Cardiac catheterization is complex, especially from a workflow perspective. Evidence-gathering activities may begin before an order is placed; in fact, orders are often not created for a cardiac catheterization procedure due to its frequent emergency nature. There may be a variety of imaging, measurement, and reporting systems that need to coordinate to use the same patient identifier, and to assure that the evidence produced is all associated with the same procedure. Further, the procedure itself may include both diagnostic and interventional or therapeutic aspects, and may extend over a long time period (several hours).

The Echocardiography Workflow Integration Profile describes the workflow associated with digital echocardiography, specifically that of transthoracic echo (TTE), transesophageal echo (TEE), and stress echo. As does the Cath Workflow Integration Profile, this profile deals with patient identifiers, orders, scheduling, status reporting, multi-stage exams (especially stress echo), and data storage. It also specifically addresses the issues of acquisition modality devices that are only intermittently connected to the network, such as portable echo machines, and addresses echo-specific data requirements.

The Echo workflow for Year 1 is limited to the workflow around the imaging modalities. Items not included would be nursing notes and drug administration documentation. Measurements are accommodated in the workflow, but are not specifically addressed.

The Retrieve ECG for Display Integration Profile specifies a mechanism for broad access throughout the enterprise to electrocardiogram (ECG) documents for review purposes. The ECG documents include "diagnostic quality" waveforms, measurements and interpretations. This Integration Profile allows the display of this information without requiring specialized cardiology software or workstations, but with general-purpose computer applications such as a web browser.

This Integration Profile is intended primarily for retrieving resting 12-lead ECGs, but also may retrieve ECG waveforms gathered during stress, Holter, and other diagnostic tests. It only addresses ECGs already stored in an information system.

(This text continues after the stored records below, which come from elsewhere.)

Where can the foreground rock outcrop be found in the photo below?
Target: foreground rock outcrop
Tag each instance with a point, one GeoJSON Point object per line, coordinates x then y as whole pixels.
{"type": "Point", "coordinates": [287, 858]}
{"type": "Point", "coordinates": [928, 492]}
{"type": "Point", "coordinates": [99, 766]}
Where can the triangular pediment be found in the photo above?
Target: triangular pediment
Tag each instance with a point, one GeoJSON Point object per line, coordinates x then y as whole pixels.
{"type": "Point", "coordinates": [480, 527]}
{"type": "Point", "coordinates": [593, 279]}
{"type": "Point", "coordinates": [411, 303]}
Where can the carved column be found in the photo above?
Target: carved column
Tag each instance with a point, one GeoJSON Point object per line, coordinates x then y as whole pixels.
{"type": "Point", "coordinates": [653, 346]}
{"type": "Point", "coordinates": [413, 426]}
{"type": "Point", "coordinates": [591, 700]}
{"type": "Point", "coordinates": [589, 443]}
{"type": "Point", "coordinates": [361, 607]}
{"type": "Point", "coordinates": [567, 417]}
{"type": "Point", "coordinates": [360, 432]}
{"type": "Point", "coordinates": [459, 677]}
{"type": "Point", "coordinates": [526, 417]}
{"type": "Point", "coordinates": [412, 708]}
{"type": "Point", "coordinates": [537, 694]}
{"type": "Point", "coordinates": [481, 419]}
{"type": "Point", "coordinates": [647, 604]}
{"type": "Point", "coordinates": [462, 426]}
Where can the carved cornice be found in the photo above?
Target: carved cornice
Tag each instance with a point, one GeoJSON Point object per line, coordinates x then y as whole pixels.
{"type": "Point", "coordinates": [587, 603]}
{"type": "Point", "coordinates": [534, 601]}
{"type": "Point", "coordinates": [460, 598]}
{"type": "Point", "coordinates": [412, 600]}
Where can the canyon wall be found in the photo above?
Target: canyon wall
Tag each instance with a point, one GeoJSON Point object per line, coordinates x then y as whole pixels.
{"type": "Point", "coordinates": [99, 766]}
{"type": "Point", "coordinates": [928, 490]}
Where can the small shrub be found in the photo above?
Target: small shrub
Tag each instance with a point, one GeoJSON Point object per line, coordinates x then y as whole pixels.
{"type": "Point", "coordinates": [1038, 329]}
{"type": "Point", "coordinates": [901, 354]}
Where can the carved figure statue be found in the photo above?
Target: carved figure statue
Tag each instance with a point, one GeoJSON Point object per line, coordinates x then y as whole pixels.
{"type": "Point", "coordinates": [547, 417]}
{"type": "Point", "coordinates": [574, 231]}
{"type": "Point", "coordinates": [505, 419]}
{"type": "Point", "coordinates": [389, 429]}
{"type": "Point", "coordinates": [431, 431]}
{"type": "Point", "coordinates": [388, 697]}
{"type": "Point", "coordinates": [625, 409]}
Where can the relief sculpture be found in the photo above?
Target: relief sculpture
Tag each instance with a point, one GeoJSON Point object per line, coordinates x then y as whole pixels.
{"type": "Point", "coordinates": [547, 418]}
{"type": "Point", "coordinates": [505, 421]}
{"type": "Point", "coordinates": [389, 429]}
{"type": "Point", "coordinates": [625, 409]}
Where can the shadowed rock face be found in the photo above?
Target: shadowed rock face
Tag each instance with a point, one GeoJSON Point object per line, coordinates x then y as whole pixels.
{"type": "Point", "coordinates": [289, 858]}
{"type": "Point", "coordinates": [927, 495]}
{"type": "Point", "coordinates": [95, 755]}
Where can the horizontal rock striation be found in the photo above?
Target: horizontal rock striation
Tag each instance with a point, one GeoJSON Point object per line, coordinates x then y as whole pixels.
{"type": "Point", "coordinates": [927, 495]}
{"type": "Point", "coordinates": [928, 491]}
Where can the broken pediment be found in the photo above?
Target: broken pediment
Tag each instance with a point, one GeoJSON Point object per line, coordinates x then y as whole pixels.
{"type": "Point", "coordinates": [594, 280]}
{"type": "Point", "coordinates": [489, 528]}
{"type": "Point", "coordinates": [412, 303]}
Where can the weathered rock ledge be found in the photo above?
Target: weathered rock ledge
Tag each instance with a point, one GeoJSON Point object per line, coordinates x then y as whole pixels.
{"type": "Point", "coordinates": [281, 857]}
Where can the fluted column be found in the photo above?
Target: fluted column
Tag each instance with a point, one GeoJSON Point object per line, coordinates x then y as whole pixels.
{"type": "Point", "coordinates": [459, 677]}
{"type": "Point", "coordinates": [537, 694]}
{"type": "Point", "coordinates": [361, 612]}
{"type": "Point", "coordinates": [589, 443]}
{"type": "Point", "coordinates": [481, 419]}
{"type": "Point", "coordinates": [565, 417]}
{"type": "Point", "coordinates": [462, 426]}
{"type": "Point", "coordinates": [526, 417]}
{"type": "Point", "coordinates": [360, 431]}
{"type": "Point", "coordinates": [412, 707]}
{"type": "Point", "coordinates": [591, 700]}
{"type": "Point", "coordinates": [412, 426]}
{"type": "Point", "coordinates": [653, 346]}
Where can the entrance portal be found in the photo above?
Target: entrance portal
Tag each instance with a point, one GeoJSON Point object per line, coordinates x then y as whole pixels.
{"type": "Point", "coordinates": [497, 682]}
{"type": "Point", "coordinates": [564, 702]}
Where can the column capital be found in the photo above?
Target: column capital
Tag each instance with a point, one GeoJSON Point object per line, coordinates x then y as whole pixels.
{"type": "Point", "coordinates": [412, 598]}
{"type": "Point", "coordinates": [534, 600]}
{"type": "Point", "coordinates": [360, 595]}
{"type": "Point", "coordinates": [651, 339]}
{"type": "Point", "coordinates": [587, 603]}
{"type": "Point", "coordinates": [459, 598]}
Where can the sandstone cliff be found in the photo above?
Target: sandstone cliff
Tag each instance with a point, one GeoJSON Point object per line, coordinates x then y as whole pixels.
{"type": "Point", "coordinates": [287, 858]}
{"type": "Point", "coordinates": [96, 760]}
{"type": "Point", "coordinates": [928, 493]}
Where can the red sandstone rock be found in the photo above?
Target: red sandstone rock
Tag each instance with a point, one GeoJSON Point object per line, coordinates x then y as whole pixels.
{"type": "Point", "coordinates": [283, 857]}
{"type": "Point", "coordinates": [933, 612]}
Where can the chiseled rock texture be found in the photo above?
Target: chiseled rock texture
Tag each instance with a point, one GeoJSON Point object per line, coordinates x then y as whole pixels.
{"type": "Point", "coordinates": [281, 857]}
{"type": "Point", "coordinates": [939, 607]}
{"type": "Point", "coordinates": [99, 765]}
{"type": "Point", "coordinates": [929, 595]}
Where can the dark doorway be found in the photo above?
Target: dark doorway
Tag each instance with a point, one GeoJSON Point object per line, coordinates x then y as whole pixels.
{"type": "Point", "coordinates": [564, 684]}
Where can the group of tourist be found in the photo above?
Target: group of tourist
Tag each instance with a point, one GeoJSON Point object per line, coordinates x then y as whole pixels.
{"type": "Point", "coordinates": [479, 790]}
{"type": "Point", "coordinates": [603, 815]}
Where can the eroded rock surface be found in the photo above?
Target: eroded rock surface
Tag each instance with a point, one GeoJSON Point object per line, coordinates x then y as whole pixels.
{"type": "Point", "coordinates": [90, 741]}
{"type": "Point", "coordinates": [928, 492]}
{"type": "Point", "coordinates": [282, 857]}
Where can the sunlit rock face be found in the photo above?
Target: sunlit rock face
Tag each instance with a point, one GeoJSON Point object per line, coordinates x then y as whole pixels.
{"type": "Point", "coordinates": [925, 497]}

It does not address the process of ordering, acquiring, storing, or interpreting the ECGs.

ECG documents are often created and managed on ECG management IT systems to which cardiographs are connected. Broad access to the ECG documents throughout the enterprise as well as outside the enterprise is facilitated by this Integration Profile. The primary use case involves a cardiologist interpreting a 12-lead ECG on an ECG management system.